Another way to experience God is through scripture. People have different understandings of the nature of scripture, but I believe that it is a recording of ways that people throughout history have experienced God. By reading about their experiences, perhaps you can catch a glimpse of God in the world. There are lots of different ways to approach scripture regularly. I use a book called Year of the Bible that identifies a few chapters to read each day, and I read it every night. Usually, there are two Old Testament chapters and one New Testament, or sometimes a psalm or two instead of the New Testament, or sometimes more chapters if they are short. It takes me about 15 minutes, more or less. That allows me to skim the surface of the whole story. Another way is to use the daily lectionary, which is a two-year cycle that hits the important parts of the Bible just like the weekly lectionary we use in worship. The nice thing about using the daily lectionary is that there are lots of resources available if you want devotional studies or prayers.

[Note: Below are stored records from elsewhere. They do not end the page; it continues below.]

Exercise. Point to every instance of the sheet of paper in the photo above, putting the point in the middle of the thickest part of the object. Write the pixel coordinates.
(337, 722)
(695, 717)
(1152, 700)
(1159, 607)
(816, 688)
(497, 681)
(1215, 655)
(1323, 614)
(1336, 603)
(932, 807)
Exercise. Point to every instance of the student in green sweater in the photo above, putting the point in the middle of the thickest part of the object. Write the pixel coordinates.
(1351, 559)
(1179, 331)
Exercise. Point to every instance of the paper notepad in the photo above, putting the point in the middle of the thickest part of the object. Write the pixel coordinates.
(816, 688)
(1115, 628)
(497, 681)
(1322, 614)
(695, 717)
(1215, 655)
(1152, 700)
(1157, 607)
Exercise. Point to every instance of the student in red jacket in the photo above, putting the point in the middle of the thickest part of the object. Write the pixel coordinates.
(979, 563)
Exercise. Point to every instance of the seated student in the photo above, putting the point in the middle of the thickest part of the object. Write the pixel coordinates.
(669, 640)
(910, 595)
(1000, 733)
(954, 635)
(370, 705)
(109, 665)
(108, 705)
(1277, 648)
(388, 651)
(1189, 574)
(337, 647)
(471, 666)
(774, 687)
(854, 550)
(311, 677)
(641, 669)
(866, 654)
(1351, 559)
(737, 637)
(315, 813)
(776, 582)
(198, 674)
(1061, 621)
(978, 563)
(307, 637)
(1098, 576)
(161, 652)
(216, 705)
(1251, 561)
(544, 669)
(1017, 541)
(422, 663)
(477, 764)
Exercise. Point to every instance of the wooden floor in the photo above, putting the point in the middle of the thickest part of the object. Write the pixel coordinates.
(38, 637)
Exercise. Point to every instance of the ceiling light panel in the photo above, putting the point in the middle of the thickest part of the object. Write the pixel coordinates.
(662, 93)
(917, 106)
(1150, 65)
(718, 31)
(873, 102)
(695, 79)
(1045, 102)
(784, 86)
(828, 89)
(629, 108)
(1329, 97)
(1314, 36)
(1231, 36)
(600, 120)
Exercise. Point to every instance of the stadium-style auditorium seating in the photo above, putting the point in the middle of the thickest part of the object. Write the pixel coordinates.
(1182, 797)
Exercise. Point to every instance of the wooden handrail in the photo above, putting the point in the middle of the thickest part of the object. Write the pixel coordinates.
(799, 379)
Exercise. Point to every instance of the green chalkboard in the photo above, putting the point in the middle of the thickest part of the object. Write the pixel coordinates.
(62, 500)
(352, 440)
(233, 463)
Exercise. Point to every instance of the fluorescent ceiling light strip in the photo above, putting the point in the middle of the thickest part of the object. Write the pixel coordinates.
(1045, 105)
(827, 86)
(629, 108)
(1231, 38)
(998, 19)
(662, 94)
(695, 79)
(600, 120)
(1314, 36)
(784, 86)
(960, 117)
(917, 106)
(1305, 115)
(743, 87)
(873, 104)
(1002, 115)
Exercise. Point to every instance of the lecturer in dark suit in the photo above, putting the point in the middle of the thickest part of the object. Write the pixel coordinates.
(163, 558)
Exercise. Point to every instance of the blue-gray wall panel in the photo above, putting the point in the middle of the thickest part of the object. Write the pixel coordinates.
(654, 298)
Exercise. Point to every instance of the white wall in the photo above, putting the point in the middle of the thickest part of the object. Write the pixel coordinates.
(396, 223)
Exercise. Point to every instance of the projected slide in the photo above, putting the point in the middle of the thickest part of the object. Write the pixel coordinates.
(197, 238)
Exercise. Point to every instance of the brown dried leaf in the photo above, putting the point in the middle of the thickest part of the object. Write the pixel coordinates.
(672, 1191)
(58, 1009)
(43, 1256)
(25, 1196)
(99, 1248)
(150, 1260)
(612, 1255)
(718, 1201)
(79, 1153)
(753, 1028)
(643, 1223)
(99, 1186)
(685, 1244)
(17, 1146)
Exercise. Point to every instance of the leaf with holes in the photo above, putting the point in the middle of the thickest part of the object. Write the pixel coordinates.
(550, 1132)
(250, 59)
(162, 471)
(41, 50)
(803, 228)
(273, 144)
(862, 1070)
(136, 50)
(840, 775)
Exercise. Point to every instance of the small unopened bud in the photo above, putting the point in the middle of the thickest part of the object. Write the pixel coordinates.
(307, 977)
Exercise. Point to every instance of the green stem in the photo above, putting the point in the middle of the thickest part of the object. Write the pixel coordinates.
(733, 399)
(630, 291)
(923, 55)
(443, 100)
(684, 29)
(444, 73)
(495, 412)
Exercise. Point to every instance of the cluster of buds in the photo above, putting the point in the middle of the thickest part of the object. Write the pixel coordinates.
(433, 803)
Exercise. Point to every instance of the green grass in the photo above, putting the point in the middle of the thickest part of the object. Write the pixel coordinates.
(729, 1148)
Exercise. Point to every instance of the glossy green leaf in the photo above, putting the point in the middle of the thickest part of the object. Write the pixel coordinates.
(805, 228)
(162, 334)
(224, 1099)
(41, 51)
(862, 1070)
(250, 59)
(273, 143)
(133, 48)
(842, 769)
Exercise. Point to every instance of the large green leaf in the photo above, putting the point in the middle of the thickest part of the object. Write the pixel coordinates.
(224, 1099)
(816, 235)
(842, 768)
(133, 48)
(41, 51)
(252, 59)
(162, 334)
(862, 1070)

But maybe reading isn’t your thing, and maybe you have a hard time centering yourself and quieting your mind for prayer. Why are we here today? So that we can experience God through other people. We experience God through worship, and we experience God through Christian fellowship. Each person reveals to us another aspect of God. Our unity in Christ’s body lowers the barriers between us and allows us to enter deeper relationships with each other and with God.

And above all, we can experience God if we follow Jesus’s new commandment given earlier in his Farewell Discourse: Love one another. Love is from God. Love IS God. In loving, we participate in God’s continuing work to reconcile all people and all things and welcome them into God’s eternal realm. We can experience a glimpse of the heavenly realm HERE and NOW if we have love.

In the Tower of Babel story, we read about people who were self-reliant and productivity-oriented. God said, Nothing that they propose to do will now be impossible for them, and so the LORD scattered the people. We were not created for doing things and building things. We were created to love. On the day of Pentecost, the disciples turned from self-reliance to God-reliance. If we depend on God and God’s love, then nothing will be impossible for us. The Holy Spirit will move with us, bind us together, flow through us, and advocate for us. And we will experience a glimpse of God’s heavenly realm now, God’s eternal presence waiting for our awareness. Amen.